Formation of triglycerides and phospholipids by condensation reactions. 

Unlike the other macromolecules, technically lipids are not polymers because they don’t have recurring subunits or monomers. But some common ones have glycerol and fatty acid chains, not counting steroids. The fatty acids can be linked to they hydroxyl group of alcohols via condensation reaction to produce an ester linkage, a bond between an alcohol and an organic acid. 

Difference between saturated, monounsaturated and polyunsaturated fatty acids

•Saturated = no double bonds between carbons and maximum H atoms present (saturated with hydrogens, cannot have more hydrogens)

•Monounsaturated = 1 double bond between carbons (could hold more hydrogens)

•Polyunsaturated = 2 or more double bonds between carbons (could hold more hydrogens)

But what does this actually do?

Bonding in fatty acids add  changes to the properties. Lipids are stored either as fats (saturated) or oils (unsaturated) 

Fats (Saturated)

–Come from endothermic organisms

Saturated fatty acids have straight chains that can be more tightly packed, making them more efficient for energy storage. However, this tight packaging also increasing the number of intermolecular forces between the fatty acid chains, resulting in a higher melting point

Oils (Unsaturated)

–Come from plants

–Unsaturated fatty acids have kinked chains that cause them to be more loosely packed (poly-unsaturated fatty acids have multiple kinks and are consequently even more dispersed)

–This means there are fewer intermolecular forces, and less energy is required to separate the fatty acids, resulting in a lower melting point

Triglycerides in adipose tissue for energy storage and thermal insulation 

Triglycerides are used for long-term energy storage; whereas carbohydrates are short-term energy.

Triglycerides can store twice as much energy per gram than carbohydrates. 

Triglycerides are more difficult to digest and are not easily transported because they are hydrophobic (this also means they don’t dissolve in body fluid).

Thermal insulation

Triglycerides have low thermal conductivity, meaning they are poor conductors of heat but very good thermal insulators.

Mammals living in cold or aquatic environments (such as the ringed seal) will possess thick layers of subcutaneous fat (blubber) to insulate their internal organs against cold exposure.

In humans, individuals with larger fat storages tend to cool less rapidly and have a form of insulation, however the increased retention of heat makes them more susceptible to heat stress.

Desert animals still need triglycerides for energy storage but tend to accumulate fat in areas that would reduce heat build-up; e.g. humps, tails.

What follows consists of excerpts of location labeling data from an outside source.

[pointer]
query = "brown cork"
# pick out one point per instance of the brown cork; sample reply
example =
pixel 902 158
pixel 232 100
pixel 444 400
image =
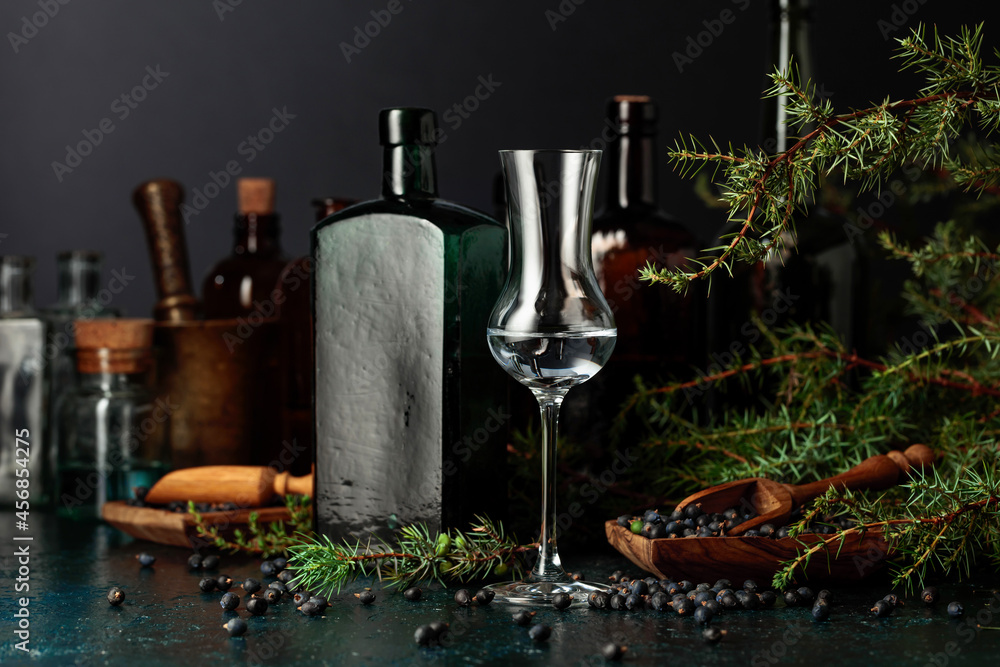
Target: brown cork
pixel 114 345
pixel 256 195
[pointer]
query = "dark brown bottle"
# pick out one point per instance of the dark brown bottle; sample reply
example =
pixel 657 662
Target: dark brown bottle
pixel 242 282
pixel 660 332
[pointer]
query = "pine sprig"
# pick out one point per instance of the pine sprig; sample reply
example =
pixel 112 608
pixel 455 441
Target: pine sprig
pixel 323 565
pixel 945 523
pixel 274 538
pixel 766 193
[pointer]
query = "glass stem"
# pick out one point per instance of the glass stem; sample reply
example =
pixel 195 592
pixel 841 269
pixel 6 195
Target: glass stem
pixel 548 567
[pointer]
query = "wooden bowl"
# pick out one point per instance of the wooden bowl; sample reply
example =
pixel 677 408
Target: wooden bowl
pixel 178 528
pixel 739 558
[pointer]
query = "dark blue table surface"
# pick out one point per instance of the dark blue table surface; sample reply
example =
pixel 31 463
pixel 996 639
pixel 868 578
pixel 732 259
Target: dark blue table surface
pixel 166 620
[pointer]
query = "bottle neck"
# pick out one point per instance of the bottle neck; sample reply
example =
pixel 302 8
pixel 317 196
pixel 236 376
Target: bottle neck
pixel 79 280
pixel 113 381
pixel 256 234
pixel 408 172
pixel 632 184
pixel 790 40
pixel 16 293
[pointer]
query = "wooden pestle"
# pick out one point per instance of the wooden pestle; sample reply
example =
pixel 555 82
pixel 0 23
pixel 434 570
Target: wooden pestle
pixel 247 486
pixel 158 202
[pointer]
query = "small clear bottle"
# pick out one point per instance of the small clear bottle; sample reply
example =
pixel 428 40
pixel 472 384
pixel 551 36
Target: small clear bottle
pixel 114 434
pixel 79 297
pixel 22 390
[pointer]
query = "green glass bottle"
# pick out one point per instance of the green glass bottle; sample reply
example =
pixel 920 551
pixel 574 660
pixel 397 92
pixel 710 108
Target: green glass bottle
pixel 411 409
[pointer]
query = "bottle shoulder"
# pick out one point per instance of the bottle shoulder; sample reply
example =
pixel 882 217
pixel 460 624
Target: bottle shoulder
pixel 645 226
pixel 451 217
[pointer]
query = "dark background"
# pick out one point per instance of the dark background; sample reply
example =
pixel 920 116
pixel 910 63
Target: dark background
pixel 228 70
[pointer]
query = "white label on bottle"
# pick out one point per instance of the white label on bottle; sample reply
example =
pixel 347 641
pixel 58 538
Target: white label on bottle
pixel 379 372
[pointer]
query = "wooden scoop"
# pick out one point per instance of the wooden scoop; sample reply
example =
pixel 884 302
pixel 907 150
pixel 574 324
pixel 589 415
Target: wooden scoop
pixel 247 486
pixel 773 502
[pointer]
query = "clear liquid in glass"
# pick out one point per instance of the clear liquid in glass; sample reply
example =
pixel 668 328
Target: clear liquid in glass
pixel 556 360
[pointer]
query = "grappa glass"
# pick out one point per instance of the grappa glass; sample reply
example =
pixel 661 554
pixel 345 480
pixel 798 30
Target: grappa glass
pixel 551 328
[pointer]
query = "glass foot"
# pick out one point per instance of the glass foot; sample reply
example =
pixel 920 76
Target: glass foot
pixel 542 592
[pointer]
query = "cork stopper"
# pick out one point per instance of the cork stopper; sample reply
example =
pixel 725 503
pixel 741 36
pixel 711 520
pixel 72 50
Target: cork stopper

Formation of phospholipid bilayers as a consequence of the hydrophobic and hydrophilic regions 

Phospholipids are one of the key components of all cell membranes that are responsible for the formation of lipid bilayers. Phospholipids consist of a polar head (hydrophilic) composed of a glycerol and a phosphate molecule and two non-polar tails (hydrophobic) composed of fatty acid chains.Because phospholipids contain both hydrophilic (water-loving) and lipophilic (fat-loving) regions, they are classed as amphipathic.Phospholipids spontaneously arrange into a bilayer with the two hydrophobic tails being shielded from the surrounding polar fluids by the outward facing hydrophilic heads. The phospholipid bilayer is only held together by the weak hydrophobic associations between the non-polar tails, making the bilayer both fluid and flexible.

Ability of non-polar steroid to pass through the phospholipid bilayer 

 Steroid are a group of lipids with four rings of carbon atoms and 17 carbon atoms in total. The key differences is the addition and placement of different functional groups, e.g. –OH or –CH²

Steroids are hydrophobic and are made of hydrocarbons. Lipids are all non-polar and therefore don’t have an overall charge. Without a charge, water cannot form hydrogen bonds with non-polar molecules.Non-polar molecules are hydrophobic and will not dissolve in water. Lipids cannot attract water, they are insoluble. However, non-polar, hydrophobic molecules are able to diffuse directly through the hydrophobic core of the phospholipid bilayer. Once inside the cell, steroids bind to receptors inside the cell. Due to their hydrophobic nature, steroids cannot be dissolved in the bloodstream and must be transported bound to carrier proteins.